Take, for example, a student at university who lives on campus during
term time and with his parents during the vacation. He'll want his bank
statements and credit card bills to go to wherever he's living at the
time. With the three table model, all the operator needs to do is to
change the AddressID field in the joining table (either with an update
query or manually, using a list box on a form) for the accounts with his
CustomerID each time he tells them to. Far simpler, I'd have thought,
than having to change all his address fields in a table each time he moves.

Steve
 
V

Vincent Johns

Stephen said:
Vincent Johns wrote:
[...]
I don't quite follow your point about 'unless you typically have 2 or
more [Customers] living at the same place, and they typically all move
to the same new address at the same time, it's probably easier to
combine them'. I'd have thought the opposite was the case.
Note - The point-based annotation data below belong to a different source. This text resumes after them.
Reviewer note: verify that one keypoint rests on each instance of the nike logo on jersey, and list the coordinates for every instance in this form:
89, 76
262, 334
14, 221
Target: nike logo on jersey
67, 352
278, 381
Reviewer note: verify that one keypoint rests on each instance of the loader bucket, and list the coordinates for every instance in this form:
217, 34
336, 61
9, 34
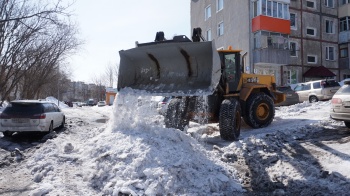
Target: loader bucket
171, 69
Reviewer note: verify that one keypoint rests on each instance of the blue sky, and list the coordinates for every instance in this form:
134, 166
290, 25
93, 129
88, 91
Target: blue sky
108, 26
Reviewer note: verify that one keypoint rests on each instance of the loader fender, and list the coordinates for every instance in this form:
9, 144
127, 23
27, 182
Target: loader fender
248, 89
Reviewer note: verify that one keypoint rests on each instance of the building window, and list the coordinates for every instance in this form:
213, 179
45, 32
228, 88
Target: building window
265, 39
286, 11
293, 49
330, 53
311, 59
329, 3
293, 22
311, 4
279, 10
343, 51
220, 28
290, 76
274, 9
263, 7
344, 24
311, 31
207, 12
269, 8
208, 35
342, 2
255, 7
329, 26
219, 5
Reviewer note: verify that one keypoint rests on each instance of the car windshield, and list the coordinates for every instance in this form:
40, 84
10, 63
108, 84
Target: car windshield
284, 88
344, 90
330, 83
23, 108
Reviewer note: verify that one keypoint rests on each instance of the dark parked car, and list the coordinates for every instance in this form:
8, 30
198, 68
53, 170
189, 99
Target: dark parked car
291, 96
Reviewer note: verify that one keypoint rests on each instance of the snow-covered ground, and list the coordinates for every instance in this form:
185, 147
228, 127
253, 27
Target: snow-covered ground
303, 152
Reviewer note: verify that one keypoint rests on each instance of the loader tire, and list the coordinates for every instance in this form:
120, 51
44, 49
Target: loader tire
175, 115
259, 111
230, 119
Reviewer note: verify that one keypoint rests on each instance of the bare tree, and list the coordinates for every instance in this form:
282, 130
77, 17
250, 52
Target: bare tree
34, 40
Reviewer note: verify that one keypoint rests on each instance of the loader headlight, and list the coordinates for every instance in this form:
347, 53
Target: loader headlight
253, 80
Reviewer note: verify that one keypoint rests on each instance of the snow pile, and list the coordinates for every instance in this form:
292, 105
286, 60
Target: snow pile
137, 155
54, 100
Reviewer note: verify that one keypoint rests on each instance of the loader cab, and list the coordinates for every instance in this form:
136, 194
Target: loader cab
231, 69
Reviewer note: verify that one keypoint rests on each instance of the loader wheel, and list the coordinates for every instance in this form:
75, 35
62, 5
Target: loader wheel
260, 110
230, 119
313, 99
176, 116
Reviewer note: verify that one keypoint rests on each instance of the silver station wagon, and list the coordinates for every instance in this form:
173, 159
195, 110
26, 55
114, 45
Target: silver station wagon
30, 115
340, 105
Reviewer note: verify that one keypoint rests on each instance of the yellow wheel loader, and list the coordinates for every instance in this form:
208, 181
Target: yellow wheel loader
187, 70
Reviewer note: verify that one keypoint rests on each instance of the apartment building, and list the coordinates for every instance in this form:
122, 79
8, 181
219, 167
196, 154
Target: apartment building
261, 28
295, 40
314, 39
344, 38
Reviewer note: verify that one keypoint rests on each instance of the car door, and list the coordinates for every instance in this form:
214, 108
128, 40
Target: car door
57, 115
301, 89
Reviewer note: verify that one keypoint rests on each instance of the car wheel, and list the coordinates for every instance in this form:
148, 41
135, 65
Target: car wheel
259, 111
313, 99
347, 124
63, 121
230, 119
51, 127
7, 133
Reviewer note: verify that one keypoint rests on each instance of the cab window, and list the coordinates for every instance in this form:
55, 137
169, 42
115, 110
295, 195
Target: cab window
230, 67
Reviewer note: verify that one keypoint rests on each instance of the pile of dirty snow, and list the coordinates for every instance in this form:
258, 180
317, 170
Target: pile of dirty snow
137, 155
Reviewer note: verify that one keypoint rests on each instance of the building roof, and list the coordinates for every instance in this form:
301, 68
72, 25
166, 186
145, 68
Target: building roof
319, 71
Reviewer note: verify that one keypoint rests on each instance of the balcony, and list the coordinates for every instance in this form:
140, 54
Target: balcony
344, 37
266, 23
344, 63
344, 10
272, 56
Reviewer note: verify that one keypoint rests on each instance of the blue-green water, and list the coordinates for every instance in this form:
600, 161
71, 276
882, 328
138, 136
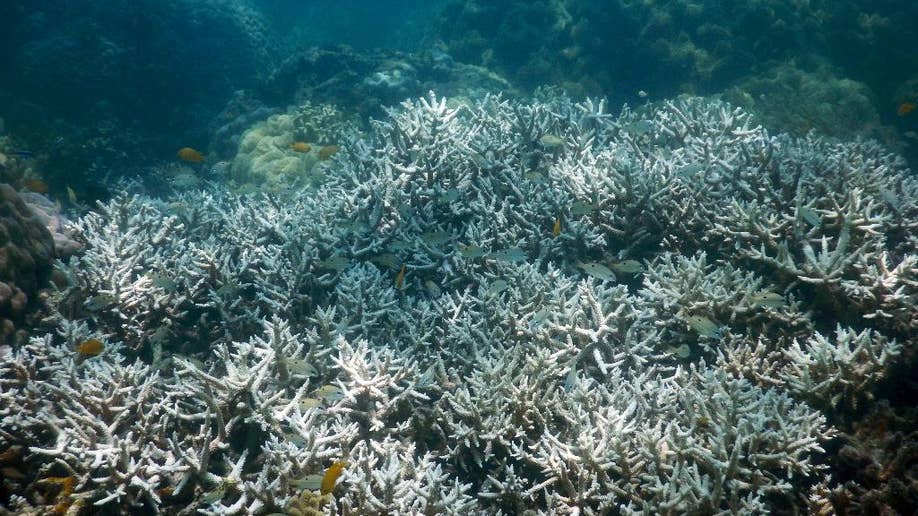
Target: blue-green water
516, 257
What I meant was that one address for several persons is a good model
for families all of whose members share an address and change addresses
at the same time. If the persons are merely roommates, and they are
likely to move to different places when they move, you probably don't
gain much by having one address apply to both -- when one moves, you'll
have to break at least one of the links instead of just updating a data
field.
Take, for example, a student at university who lives on campus during
term time and with his parents during the vacation. He'll want his bank
statements and credit card bills to go to wherever he's living at the
time. With the three table model, all the operator needs to do is to
change the AddressID field in the joining table (either with an update
query or manually, using a list box on a form) for the accounts with his
CustomerID each time he tells them to. Far simpler, I'd have thought,
than having to change all his address fields in a table each time he moves.

Steve

In the case of the college student, assuming the address formats are
similar, it probably would make sense to store the addresses for home,
dormitory, on-campus job, and off-campus job in an [addresses] Table,
with a field indicating whose address it is and a field indicating which
type of address it is.

Where it would be even less clear would be if the data are phone numbers
or email addresses, which would be even shorter than mailing addresses,
and maybe not as likely to be shared by several persons. Storing the
entire phone number in a suitable field (one field for home, another for
business hours, another for cell phone, another for emergency) might be
easier than keeping a separate Table in which each record contains a
field identifying the person, one containing the phone number, and one
containing the type of number it is. Either design would work, but
which is better you might have to determine through experience. For
example, you might count how many types of phone numbers (on average)
each person in your list has, or how often they're updated, or you might
need to analyze what types of Queries you most often run against your
lists. Some of those answers you may not be able to determine before
the fact.

-- Vincent Johns <[email protected]>
Please feel free to quote anything I say here.